The book, written by two respected news veterans affiliated with the Committee of Concerned Journalists, derives from two years of study including 21 public forums attended by 3,000 people, more than 100 lengthy interviews with journalists, advice from scholars and historians, and nearly a dozen content studies of reporting.
The result is what Kovach and Rosenstiel call "a description of the theory and culture of journalism....that society expects journalists to apply."
In lucid and direct language, the authors assert that journalism's true purpose is "to provide people with the information they need to be free and self-governing," and they identify nine principles to follow.
They spend a chapter developing and illustrating each characteristic. For this service alone, the book should become essential reading for journalism professionals and students and for the citizens they aim to serve.

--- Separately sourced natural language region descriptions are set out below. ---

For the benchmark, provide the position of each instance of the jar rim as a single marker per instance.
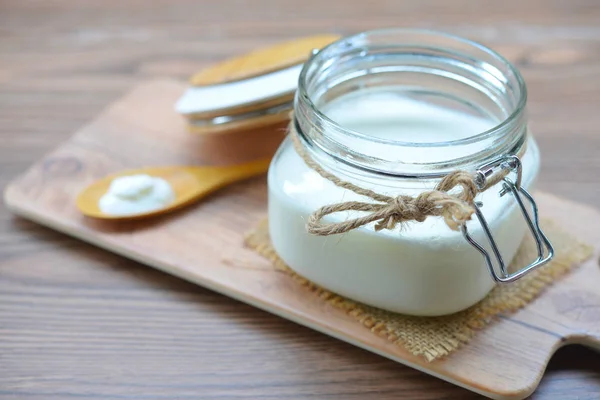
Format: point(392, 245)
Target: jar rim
point(514, 114)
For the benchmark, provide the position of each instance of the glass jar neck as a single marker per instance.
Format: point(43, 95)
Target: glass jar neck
point(410, 103)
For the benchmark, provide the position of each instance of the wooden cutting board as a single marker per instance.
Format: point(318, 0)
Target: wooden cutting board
point(203, 243)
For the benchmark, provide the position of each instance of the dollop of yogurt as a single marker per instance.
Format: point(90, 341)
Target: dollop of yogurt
point(136, 194)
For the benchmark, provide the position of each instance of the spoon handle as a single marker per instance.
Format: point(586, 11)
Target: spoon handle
point(233, 173)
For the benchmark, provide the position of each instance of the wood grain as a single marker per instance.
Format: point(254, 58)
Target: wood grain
point(78, 322)
point(212, 255)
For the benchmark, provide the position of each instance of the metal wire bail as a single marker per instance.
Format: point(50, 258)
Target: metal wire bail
point(544, 247)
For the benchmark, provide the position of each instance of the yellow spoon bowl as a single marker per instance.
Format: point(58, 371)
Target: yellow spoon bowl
point(189, 184)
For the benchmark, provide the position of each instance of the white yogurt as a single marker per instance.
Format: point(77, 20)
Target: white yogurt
point(136, 194)
point(422, 268)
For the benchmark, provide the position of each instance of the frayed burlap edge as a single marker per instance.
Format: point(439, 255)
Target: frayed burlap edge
point(435, 337)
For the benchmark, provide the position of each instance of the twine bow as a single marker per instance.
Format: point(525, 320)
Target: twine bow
point(387, 211)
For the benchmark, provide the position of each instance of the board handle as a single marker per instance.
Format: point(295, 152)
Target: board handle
point(578, 304)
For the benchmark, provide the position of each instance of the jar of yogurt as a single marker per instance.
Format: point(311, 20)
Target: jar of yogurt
point(395, 111)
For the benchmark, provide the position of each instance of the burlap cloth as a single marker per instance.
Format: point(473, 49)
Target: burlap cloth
point(436, 337)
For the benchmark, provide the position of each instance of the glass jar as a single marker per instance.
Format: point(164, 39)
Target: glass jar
point(395, 111)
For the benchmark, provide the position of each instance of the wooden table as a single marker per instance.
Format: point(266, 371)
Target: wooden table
point(78, 322)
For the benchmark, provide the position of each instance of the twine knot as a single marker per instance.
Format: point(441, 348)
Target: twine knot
point(452, 199)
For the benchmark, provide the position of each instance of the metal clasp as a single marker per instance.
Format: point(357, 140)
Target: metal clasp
point(544, 247)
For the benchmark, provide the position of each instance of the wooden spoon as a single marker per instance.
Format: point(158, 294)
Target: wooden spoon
point(188, 183)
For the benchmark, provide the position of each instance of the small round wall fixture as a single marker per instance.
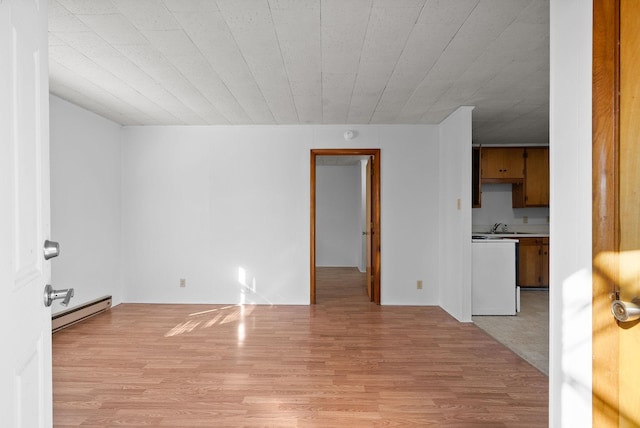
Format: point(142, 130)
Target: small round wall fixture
point(349, 135)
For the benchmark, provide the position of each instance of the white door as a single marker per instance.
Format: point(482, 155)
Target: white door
point(25, 358)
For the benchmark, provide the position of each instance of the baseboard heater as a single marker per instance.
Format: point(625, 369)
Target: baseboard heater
point(79, 313)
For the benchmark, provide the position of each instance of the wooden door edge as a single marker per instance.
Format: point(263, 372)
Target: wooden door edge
point(605, 130)
point(376, 217)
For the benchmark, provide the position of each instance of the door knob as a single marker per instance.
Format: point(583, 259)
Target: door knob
point(51, 249)
point(625, 311)
point(50, 295)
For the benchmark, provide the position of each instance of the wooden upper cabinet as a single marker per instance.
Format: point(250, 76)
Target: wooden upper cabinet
point(534, 191)
point(502, 165)
point(476, 193)
point(533, 262)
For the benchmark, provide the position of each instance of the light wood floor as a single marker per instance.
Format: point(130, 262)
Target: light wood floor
point(341, 363)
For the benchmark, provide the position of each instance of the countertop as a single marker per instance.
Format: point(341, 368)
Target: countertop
point(502, 236)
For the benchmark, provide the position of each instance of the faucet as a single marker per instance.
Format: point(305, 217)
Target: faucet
point(495, 227)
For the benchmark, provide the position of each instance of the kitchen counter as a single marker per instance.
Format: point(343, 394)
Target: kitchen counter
point(506, 235)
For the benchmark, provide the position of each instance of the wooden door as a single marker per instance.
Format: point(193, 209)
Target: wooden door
point(616, 210)
point(369, 228)
point(25, 360)
point(537, 177)
point(629, 208)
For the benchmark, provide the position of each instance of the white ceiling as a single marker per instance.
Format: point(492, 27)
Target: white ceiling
point(210, 62)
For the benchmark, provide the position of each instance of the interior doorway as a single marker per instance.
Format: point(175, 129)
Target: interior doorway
point(372, 231)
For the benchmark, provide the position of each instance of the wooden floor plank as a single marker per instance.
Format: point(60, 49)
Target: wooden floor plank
point(343, 362)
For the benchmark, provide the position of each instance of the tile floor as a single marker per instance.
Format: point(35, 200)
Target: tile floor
point(526, 334)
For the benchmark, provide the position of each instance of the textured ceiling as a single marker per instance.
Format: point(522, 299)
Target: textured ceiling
point(210, 62)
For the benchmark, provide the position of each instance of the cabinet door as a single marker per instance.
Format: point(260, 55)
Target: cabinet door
point(536, 184)
point(544, 274)
point(529, 263)
point(502, 164)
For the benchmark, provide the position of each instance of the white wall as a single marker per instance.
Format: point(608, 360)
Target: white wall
point(202, 202)
point(455, 214)
point(85, 203)
point(570, 270)
point(497, 207)
point(338, 206)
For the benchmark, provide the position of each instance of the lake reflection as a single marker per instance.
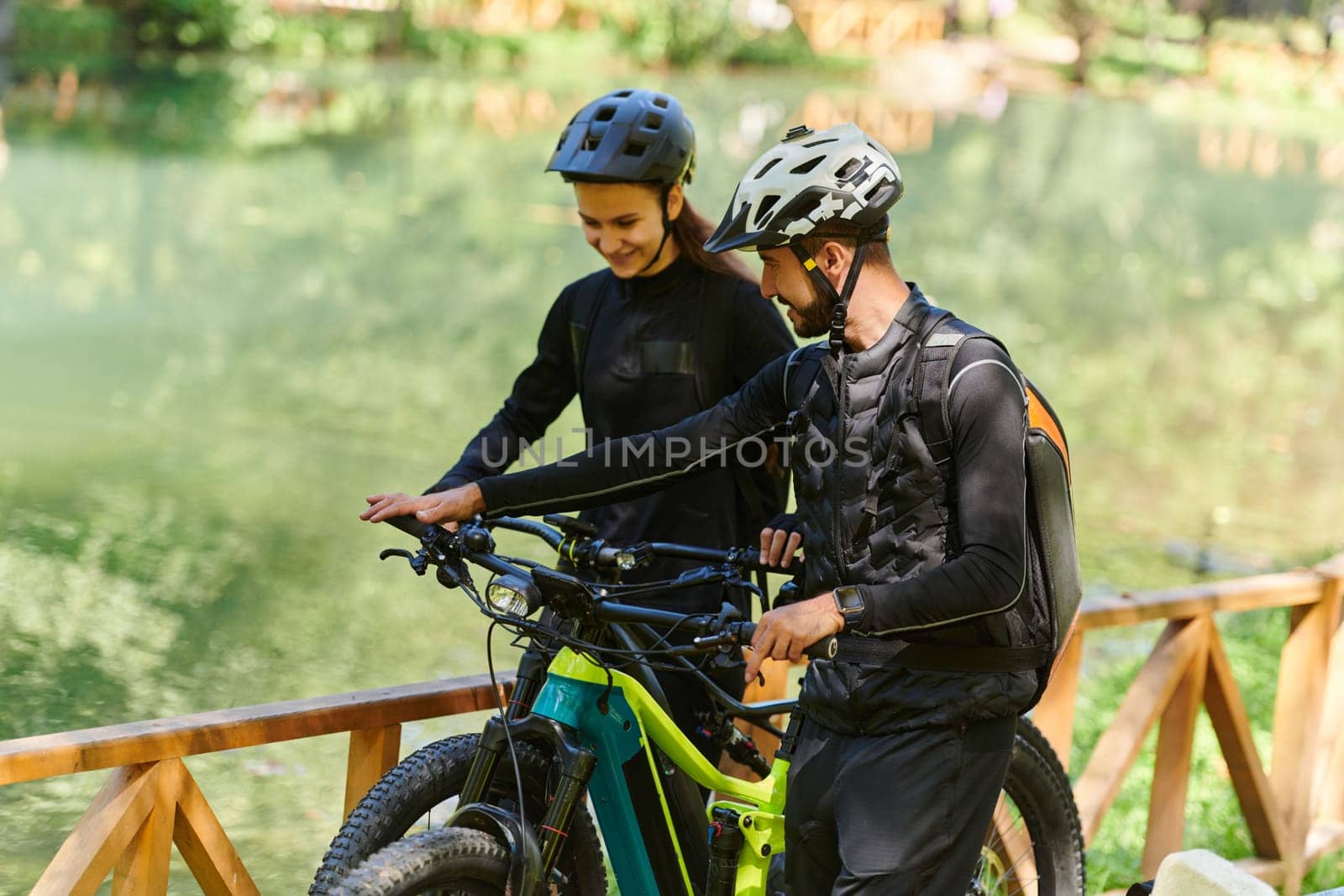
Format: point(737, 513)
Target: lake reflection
point(235, 301)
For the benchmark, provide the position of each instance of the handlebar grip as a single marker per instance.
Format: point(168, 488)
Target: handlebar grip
point(410, 526)
point(795, 566)
point(824, 649)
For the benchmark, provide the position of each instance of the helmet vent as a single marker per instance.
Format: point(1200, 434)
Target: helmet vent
point(879, 187)
point(768, 167)
point(808, 165)
point(764, 211)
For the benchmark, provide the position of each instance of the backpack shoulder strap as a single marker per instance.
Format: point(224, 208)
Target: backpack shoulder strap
point(800, 372)
point(933, 383)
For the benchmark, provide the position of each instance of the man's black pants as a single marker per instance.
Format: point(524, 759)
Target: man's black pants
point(893, 815)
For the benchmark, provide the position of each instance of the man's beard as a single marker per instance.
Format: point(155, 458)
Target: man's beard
point(815, 317)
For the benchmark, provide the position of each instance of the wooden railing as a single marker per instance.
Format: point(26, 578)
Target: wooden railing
point(1294, 812)
point(151, 801)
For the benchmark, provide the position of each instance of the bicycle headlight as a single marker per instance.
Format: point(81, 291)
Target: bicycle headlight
point(512, 595)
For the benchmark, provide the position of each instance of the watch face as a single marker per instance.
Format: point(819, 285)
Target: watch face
point(848, 600)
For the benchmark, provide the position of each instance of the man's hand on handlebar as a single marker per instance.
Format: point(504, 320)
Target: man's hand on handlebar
point(780, 540)
point(452, 506)
point(785, 633)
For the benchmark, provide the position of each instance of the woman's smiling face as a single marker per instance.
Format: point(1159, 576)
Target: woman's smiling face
point(624, 223)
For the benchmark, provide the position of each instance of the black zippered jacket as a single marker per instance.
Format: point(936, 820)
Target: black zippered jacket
point(936, 575)
point(643, 354)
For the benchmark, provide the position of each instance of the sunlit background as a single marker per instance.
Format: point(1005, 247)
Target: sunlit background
point(261, 258)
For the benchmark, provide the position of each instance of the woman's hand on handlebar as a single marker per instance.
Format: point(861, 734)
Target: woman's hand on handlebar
point(780, 540)
point(785, 633)
point(452, 506)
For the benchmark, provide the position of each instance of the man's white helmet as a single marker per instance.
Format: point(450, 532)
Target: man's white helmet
point(808, 179)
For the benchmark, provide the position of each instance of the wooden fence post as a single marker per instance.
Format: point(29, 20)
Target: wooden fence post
point(373, 752)
point(1054, 715)
point(1144, 701)
point(1330, 770)
point(1171, 768)
point(1231, 725)
point(1297, 718)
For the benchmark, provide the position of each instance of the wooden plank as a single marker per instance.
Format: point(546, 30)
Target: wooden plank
point(144, 867)
point(1231, 725)
point(1326, 837)
point(1054, 715)
point(1330, 766)
point(102, 833)
point(144, 741)
point(1297, 718)
point(1122, 741)
point(1171, 766)
point(373, 752)
point(203, 842)
point(1256, 593)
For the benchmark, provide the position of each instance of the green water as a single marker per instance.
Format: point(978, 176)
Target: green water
point(237, 298)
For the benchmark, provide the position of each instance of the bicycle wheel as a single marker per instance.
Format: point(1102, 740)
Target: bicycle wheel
point(454, 862)
point(423, 788)
point(1035, 844)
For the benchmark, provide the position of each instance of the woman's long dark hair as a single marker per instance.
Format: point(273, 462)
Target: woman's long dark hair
point(690, 231)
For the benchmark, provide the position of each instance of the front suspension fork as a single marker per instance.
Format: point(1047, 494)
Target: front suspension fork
point(575, 770)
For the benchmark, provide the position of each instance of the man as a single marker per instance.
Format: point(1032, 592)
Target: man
point(913, 524)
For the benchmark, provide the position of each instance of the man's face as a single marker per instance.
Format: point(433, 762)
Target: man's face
point(784, 280)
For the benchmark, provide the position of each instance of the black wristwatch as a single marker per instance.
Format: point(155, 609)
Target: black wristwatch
point(850, 604)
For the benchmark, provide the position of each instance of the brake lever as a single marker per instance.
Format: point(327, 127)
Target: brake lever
point(418, 560)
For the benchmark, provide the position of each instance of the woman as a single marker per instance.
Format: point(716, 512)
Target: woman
point(664, 331)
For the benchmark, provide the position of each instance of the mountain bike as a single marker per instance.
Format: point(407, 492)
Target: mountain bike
point(427, 786)
point(596, 732)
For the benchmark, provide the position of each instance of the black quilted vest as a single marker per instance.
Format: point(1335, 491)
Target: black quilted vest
point(853, 421)
point(877, 508)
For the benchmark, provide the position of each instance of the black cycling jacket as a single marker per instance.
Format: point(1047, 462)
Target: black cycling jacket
point(642, 347)
point(987, 571)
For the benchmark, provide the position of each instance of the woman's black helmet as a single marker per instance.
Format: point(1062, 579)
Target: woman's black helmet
point(628, 136)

But it becomes painfully apparent, as this ideal is being described, that an alignment of powerful forces is pushing today's media away from its realization. Among the usual impediments identified here are the news-as-entertainment syndrome, the loss of connection between journalists and their communities, and the double-edged role of technology. The chief culprit they name, as many others have before them, is the conglomeratization of the news media.
"The profession may face its greatest threat yet," they write. "We are seeing for the first time the rise of a market-based journalism increasingly divorced from the idea of civic responsibility."
It is hardly news that in the long-standing tiff between profit and public service, profit has gained a stranglehold. But Kovach and Rosenstiel shrewdly do not dwell on the whining. They place the issue in a much larger cultural and historical perspective--to remind us what journalism should be, to spell out how it should work, and to make a muscular case for why it is essential.
Here are the nine elements they identify:
1. Journalism's first obligation is to the truth.
2. Its first loyalty is to citizens.
3. Its essence is a discipline of verification.
4. Its practitioners must maintain an independence from those they cover.
5. It must serve as an independent monitor of power.
6. It must provide a forum for public criticism and compromise.
7. Its practitioners must strive to make the significant interesting and relevant.
8. Its practitioners must keep the news comprehensive and proportional.
9. Its practitioners must be allowed to exercise their personal conscience.
Kovach and Rosenstiel's essays on each point are concise gems, filled with insights worthy of becoming axiomatic.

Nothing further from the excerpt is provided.